Of course, it’s difficult to work through all of the various inputs into any specific process. But we’ve got a shorthand for it – price. All inputs do have to be paid for (and when they’re not, as with externalities, we should insert them) and anyone selling at below input cost rapidly goes bust. Thus the price of something out there is an excellent guide to the value of inputs that go into producing whatever it is. Higher prices mean higher inputs – a greater environmental footprint that is.
What this tells us about food decisions is therefore obvious. There are parts of the year, small portions of a season, when local food is cheaper than anything else. That’s when we get the three-week glut of tomatoes, rapidly followed by the tonnages of green beans from everyone’s’ garden, no one even being able to give their surplus away. Each such food has its time. Yet outside those times the very fact that industrially-grown food from far away is cheaper is telling us that the conventional, non-local food has a lower environmental footprint.
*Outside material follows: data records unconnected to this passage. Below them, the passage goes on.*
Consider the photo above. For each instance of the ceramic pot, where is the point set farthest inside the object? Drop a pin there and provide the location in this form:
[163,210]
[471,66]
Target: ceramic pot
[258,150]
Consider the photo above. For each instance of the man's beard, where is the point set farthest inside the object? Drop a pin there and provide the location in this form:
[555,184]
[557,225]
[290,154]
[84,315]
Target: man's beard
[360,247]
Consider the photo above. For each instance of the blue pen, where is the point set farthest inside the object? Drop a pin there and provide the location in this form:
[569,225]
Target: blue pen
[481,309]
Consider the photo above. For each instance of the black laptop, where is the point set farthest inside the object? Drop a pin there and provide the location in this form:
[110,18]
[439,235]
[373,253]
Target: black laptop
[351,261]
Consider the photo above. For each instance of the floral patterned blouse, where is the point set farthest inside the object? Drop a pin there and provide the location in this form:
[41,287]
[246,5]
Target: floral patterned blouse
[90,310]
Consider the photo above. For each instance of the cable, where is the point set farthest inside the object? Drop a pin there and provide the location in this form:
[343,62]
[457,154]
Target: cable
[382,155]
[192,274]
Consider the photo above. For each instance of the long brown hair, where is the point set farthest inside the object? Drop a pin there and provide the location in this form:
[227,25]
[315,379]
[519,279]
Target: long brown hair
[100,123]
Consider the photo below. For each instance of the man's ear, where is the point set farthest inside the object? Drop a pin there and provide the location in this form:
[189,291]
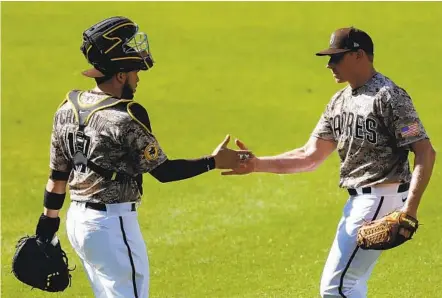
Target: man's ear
[360,54]
[121,77]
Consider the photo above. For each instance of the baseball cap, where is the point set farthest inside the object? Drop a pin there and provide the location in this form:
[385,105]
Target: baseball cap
[346,40]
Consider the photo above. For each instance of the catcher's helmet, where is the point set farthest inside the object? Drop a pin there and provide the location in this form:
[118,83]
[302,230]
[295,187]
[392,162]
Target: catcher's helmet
[115,45]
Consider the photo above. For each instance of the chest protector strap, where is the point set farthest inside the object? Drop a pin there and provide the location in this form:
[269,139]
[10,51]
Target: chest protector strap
[83,113]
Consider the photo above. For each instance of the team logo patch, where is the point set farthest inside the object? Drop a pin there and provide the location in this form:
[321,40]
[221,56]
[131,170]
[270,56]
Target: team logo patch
[410,130]
[151,152]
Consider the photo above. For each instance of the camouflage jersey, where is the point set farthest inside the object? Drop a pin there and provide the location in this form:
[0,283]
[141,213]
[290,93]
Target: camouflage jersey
[373,127]
[117,141]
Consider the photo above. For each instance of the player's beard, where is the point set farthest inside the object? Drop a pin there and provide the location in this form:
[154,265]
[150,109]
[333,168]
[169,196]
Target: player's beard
[127,92]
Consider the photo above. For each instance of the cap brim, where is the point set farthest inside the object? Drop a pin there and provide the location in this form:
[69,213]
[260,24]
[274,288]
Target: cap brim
[92,73]
[327,52]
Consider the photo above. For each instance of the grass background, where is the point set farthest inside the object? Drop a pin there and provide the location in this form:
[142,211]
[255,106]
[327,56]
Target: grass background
[245,68]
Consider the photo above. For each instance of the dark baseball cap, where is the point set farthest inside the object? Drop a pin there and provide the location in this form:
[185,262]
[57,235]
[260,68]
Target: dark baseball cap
[346,40]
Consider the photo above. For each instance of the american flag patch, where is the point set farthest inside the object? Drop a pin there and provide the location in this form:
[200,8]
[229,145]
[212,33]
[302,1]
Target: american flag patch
[410,130]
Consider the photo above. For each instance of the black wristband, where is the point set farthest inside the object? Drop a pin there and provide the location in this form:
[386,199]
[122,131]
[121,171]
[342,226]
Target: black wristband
[53,200]
[60,176]
[210,163]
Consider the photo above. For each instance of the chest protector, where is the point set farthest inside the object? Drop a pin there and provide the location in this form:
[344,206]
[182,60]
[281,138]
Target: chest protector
[83,114]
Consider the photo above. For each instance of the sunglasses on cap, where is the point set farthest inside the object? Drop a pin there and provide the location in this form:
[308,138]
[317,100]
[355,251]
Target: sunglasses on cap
[336,58]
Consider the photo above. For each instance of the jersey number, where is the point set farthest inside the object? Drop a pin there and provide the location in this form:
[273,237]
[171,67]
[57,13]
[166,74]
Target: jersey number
[83,143]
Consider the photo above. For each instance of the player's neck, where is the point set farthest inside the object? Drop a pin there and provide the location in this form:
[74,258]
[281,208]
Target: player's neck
[108,89]
[362,79]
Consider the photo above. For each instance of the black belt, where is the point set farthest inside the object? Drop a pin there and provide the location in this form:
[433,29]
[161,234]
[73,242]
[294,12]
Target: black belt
[367,190]
[102,207]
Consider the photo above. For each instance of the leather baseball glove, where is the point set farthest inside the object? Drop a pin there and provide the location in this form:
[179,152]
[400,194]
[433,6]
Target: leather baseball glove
[387,232]
[41,265]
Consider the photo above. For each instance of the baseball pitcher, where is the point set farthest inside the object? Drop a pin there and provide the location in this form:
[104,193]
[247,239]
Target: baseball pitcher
[373,125]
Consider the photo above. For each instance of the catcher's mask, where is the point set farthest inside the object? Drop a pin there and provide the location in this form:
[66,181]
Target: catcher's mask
[115,45]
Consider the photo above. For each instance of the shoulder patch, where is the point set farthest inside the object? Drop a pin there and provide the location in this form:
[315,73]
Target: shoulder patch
[62,103]
[139,114]
[151,152]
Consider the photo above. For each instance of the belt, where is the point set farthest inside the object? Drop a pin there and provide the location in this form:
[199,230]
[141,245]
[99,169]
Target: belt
[367,190]
[102,207]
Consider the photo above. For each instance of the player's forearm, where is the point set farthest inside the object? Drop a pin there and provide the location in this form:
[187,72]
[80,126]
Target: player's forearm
[180,169]
[54,188]
[294,161]
[423,167]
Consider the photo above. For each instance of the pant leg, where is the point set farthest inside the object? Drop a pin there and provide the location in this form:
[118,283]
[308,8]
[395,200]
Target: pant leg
[114,253]
[118,254]
[72,226]
[348,268]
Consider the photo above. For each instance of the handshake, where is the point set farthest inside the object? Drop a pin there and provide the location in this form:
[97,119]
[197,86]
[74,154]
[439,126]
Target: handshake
[239,162]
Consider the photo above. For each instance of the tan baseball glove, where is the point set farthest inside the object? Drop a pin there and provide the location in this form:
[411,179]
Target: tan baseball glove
[387,232]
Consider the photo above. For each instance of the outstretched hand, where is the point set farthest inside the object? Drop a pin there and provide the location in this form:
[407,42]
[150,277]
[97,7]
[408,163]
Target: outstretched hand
[226,158]
[248,163]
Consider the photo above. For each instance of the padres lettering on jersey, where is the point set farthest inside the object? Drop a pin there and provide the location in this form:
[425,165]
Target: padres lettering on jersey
[116,140]
[373,127]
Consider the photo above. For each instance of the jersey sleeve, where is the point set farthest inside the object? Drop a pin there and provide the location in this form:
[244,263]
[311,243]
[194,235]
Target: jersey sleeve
[57,159]
[402,119]
[324,129]
[146,153]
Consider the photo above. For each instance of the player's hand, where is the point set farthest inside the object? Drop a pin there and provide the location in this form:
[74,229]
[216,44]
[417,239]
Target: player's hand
[226,158]
[247,166]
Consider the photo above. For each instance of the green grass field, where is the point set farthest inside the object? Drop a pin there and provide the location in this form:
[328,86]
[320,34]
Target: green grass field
[223,67]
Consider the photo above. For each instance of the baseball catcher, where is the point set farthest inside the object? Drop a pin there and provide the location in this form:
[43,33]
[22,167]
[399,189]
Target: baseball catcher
[387,232]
Sure, be woke, why not? But for goodness sake, be sensible about it. A low price means, by definition, a lower level of inputs into the production process. Thus eating cheap food is the route to a lower environmental footprint – the market system has already done all of those calculations for us.
Locally grown heritage tomatoes? Hey, whatever floats your boat. But don’t think you’re saving the planet by demanding high-cost foods – quite the opposite.